This study found that ME/CFS patients who experience dizziness or fainting when standing up (orthostatic intolerance) have smaller hearts and pump less blood with each beat compared to ME/CFS patients without these symptoms and healthy people. The researchers used ultrasound imaging to measure heart size and function in different groups and discovered that about half of ME/CFS patients with orthostatic intolerance had unusually small left heart chambers.
Why It Matters
This study identifies a potential cardiac mechanism for orthostatic intolerance, a debilitating symptom affecting many ME/CFS patients. Understanding that a subset of ME/CFS patients have measurably smaller hearts and reduced cardiac output could lead to targeted diagnostic approaches and interventions tailored to this physiological abnormality.
Observed Findings
Patients with ME/CFS and orthostatic intolerance had significantly smaller left ventricular dimensions and lower cardiac output compared to ME/CFS patients without orthostatic intolerance and healthy controls.
54% of ME/CFS patients with orthostatic intolerance had left ventricular end-diastolic dimensions below 40 mm, compared to only 5% of ME/CFS patients without orthostatic intolerance.
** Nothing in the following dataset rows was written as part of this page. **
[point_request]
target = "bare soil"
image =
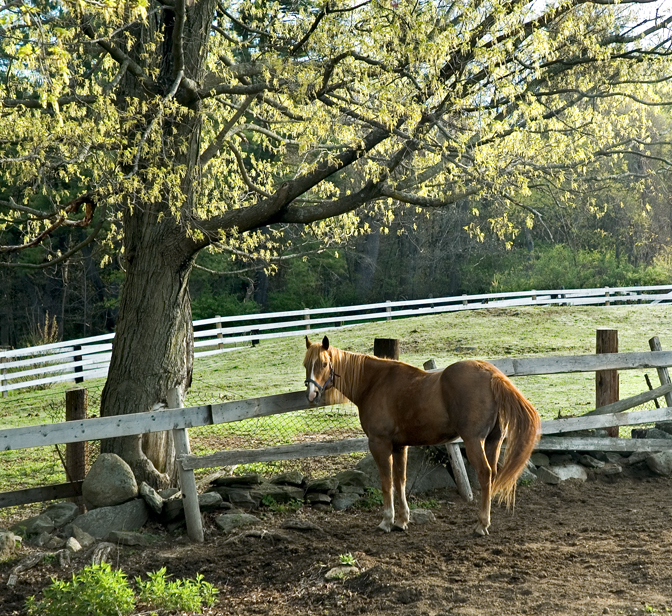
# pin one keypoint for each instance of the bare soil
(579, 549)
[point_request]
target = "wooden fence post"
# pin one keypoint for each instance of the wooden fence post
(386, 347)
(76, 454)
(606, 381)
(78, 379)
(192, 512)
(220, 336)
(663, 373)
(4, 375)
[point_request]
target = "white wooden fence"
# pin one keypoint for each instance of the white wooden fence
(180, 419)
(89, 358)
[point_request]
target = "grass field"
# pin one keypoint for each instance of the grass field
(276, 367)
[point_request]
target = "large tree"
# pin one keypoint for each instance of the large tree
(166, 128)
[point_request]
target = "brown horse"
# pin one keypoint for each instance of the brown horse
(401, 405)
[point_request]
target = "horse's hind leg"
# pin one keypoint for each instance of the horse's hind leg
(478, 459)
(400, 457)
(381, 451)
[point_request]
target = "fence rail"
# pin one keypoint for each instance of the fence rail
(89, 358)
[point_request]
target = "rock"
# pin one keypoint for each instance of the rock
(590, 462)
(35, 525)
(540, 459)
(280, 493)
(556, 474)
(291, 478)
(62, 513)
(122, 537)
(72, 545)
(342, 572)
(239, 481)
(665, 426)
(55, 543)
(84, 539)
(229, 521)
(352, 479)
(423, 474)
(660, 463)
(100, 522)
(526, 477)
(210, 501)
(316, 498)
(152, 498)
(328, 484)
(422, 516)
(109, 482)
(558, 459)
(8, 541)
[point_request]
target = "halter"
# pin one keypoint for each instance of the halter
(323, 388)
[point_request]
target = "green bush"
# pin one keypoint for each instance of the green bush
(99, 590)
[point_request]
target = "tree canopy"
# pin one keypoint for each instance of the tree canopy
(159, 128)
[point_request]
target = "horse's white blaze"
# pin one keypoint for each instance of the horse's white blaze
(312, 390)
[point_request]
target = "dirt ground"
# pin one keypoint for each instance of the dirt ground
(592, 548)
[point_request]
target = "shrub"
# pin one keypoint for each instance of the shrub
(99, 590)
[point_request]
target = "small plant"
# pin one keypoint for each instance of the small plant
(188, 595)
(97, 590)
(347, 559)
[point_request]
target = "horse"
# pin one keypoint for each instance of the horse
(401, 406)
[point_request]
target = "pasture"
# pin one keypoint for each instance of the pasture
(592, 548)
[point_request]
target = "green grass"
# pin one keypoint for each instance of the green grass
(276, 367)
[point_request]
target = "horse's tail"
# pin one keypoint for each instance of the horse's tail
(521, 424)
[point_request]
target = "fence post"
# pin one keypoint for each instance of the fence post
(4, 376)
(78, 379)
(220, 336)
(76, 454)
(606, 381)
(386, 347)
(455, 457)
(663, 373)
(192, 512)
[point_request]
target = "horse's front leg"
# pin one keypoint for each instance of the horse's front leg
(399, 458)
(381, 450)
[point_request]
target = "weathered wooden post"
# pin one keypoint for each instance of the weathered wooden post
(76, 454)
(663, 373)
(386, 347)
(80, 368)
(606, 381)
(455, 456)
(192, 512)
(4, 376)
(220, 336)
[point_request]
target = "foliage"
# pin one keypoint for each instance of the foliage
(189, 595)
(99, 590)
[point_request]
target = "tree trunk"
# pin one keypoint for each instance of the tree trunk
(152, 353)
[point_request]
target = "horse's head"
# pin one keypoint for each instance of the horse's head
(319, 369)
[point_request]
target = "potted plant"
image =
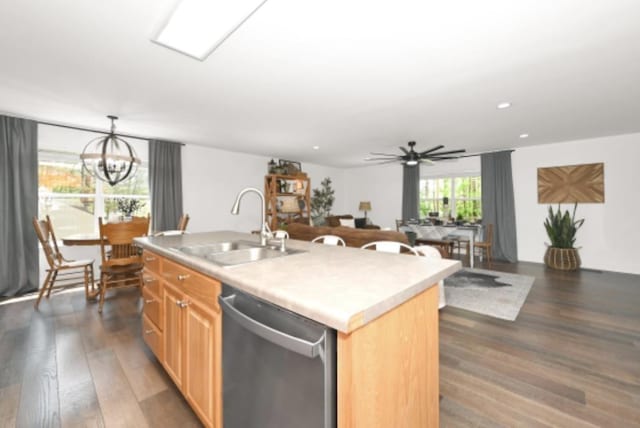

65% of ME/CFS patients with orthostatic intolerance had reduced cardiac index (<2 L/min/m²), versus 5% of those without orthostatic intolerance, 27% with isolated orthostatic intolerance, and 11% of controls.
Cardiothoracic ratio, blood pressure, and left ventricular mass were all significantly reduced in ME/CFS patients with orthostatic intolerance.
Inferred Conclusions
A small left ventricle with low cardiac output appears to be a characteristic feature of ME/CFS patients with orthostatic intolerance.
Me/CFS patients with orthostatic intolerance constitute a distinct, well-defined subgroup of ME/CFS characterized by measurable cardiac abnormalities.
Small heart size may contribute to orthostatic intolerance through reduced cerebral and systemic blood flow.
Remaining Questions
What causes the heart to become or remain small in this ME/CFS subgroup—is it deconditioning, autonomic dysfunction, viral damage, or something else?
Does treating or addressing the small heart size and low cardiac output improve orthostatic intolerance and ME/CFS symptoms?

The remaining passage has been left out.